You are viewing a plain text version of this content. The canonical link for it is here.
Posted to commits@datasketches.apache.org by jm...@apache.org on 2020/02/14 07:34:49 UTC

[incubator-datasketches-cpp] branch sampling updated: [WIP, almost done] improve serialization coverage, update tests to allow for equivalence when random selection invovled in get_result()

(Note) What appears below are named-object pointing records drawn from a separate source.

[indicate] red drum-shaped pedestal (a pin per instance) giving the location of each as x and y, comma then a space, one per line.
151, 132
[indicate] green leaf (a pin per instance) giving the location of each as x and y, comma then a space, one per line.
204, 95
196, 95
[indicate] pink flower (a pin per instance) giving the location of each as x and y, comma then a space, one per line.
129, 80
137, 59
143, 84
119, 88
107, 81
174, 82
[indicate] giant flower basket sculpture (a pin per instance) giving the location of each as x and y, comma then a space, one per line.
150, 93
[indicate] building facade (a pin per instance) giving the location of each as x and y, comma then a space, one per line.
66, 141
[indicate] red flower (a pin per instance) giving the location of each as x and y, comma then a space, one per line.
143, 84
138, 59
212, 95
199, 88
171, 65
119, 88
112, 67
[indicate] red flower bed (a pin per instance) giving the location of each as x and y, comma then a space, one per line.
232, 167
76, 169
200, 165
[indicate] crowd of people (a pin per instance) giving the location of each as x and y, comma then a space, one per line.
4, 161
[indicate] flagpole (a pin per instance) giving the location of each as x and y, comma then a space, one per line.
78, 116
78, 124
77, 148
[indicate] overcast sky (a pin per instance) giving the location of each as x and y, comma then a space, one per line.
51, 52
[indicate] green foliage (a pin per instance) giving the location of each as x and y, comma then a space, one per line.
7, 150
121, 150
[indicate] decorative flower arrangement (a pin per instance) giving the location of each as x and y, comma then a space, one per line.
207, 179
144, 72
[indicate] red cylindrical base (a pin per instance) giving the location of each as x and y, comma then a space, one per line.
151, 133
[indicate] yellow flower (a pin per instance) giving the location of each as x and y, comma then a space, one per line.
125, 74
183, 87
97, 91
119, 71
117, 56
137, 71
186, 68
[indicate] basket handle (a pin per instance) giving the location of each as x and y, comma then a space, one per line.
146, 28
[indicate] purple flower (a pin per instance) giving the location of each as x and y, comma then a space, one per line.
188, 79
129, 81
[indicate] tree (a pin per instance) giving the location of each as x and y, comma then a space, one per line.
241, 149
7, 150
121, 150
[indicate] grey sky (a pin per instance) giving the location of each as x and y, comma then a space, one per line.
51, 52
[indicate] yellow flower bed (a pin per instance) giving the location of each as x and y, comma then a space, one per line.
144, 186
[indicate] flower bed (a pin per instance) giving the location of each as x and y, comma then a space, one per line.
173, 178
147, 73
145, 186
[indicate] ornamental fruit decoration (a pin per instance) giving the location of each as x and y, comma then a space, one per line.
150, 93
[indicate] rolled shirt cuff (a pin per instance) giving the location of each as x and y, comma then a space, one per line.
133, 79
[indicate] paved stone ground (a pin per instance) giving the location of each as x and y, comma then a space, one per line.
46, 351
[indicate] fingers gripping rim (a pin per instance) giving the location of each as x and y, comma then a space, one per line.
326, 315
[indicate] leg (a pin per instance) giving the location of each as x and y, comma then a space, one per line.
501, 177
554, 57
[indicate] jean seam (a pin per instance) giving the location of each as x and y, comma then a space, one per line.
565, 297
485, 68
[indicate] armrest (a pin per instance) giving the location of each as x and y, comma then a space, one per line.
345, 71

This is an automated email from the ASF dual-hosted git repository.

jmalkin pushed a commit to branch sampling
in repository https://gitbox.apache.org/repos/asf/incubator-datasketches-cpp.git


The following commit(s) were added to refs/heads/sampling by this push:
     new 4b96ede  [WIP, almost done] improve serialization coverage, update tests to allow for equivalence when random selection invovled in get_result()
4b96ede is described below

commit 4b96ede7f25572593d170f6353009699e8a23167
Author: Jon Malkin <jm...@users.noreply.github.com>
AuthorDate: Thu Feb 13 23:34:34 2020 -0800

    [WIP, almost done] improve serialization coverage, update tests to allow for equivalence when random selection invovled in get_result()
---
 sampling/test/var_opt_union_test.cpp | 261 ++++++++++++++++-------------------
 1 file changed, 122 insertions(+), 139 deletions(-)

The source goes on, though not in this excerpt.